Collected Stories includes both volumes of the National Book Award–winning author Shirley Hazzard’s short-story collections—Cliffs of Fall and People in Glass Houses—alongside uncollected works and two previously unpublished stories
Shirley Hazzard's Collected Stories is a work of staggering breadth and accomplishment. Taken together, these twenty-eight short stories are masterworks in telescoping focus, ranging from quotidian struggles between beauty and pragmatism to satirical send-ups of international bureaucracy, from the Italian countryside to suburban Connecticut. Hazzard's heroes are high-minded romantics who attempt to fit their feelings into the twentieth-century world of office jobs and dreary marriages. After all, as she writes in "The Picnic," "It was tempting to confine oneself to what one could cope with.

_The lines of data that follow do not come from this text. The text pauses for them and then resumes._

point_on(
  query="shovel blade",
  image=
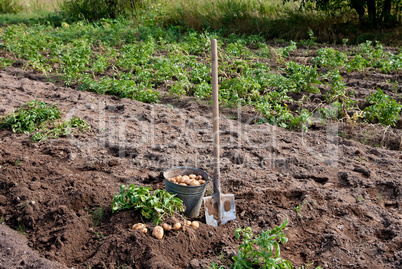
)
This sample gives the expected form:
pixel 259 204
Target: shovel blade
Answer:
pixel 227 211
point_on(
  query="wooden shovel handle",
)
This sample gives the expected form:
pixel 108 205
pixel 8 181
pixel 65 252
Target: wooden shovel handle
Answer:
pixel 215 105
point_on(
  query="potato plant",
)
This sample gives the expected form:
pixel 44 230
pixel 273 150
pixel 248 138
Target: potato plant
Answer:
pixel 262 251
pixel 40 117
pixel 135 60
pixel 155 206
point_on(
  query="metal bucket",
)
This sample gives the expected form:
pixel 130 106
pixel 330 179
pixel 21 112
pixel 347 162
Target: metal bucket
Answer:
pixel 191 196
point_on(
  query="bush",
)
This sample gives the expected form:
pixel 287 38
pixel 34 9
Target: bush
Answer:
pixel 383 109
pixel 98 9
pixel 10 6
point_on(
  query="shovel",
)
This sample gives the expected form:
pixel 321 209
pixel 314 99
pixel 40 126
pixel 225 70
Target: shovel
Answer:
pixel 219 208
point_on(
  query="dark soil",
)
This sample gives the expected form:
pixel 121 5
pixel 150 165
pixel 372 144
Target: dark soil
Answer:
pixel 349 193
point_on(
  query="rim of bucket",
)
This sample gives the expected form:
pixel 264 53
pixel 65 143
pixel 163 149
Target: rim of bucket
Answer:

And one couldn't cope with love." And yet it is the comedy, the tragedy, and the splendor of love, the pursuit and the absence of it, that animates Hazzard's stories and provides the truth and beauty that her protagonists seek.
Hazzard once said, "The idea that somebody has expressed something, in a supreme way, that it can be expressed; this is, I think, an enormous feature of literature." Her stories themselves are a supreme evocation of writing at its very best: probing, uncompromising, and deeply felt.
The early work of late Australian writer Hazzard (1931 2016), winner of the National Book Award for The Great Fire, makes for an outmoded collection, propelled by themes of mid-century bourgeois disillusionment affairs, arguments, disappointing relationships, time spent at country houses, and trips to Europe. Despite the heavy emotional atmosphere, Hazzard's prose has the restraint and polish of glossy magazine writing, offering crisp, easy descriptions of her desperate characters. Unfortunately, the stories never quite achieve the depth they seemingly aim for, especially in those about the staff of an international peacekeeping organization from People in Glass Houses (1967). Mildly irreverent depictions of petty pensioned bureaucrats like Achilles Pylos, who seeks to replace his plain-looking secretary for a more charming one in "The Story of Miss Sadie Graine" may have caused a stir when originally published, but they aren't sharp enough to resonate in an era where unsatisfactory working conditions are standard fare. Meanwhile, "Vittorio," about a wizened Italian professor who discovers his female tenant might return his romantic interest, ends with a thudding banality: "He could scarcely breathe, from the stairs and from astonishment. He had never been so astonished in his life." These stories feel like quaint antiques from a bygone time.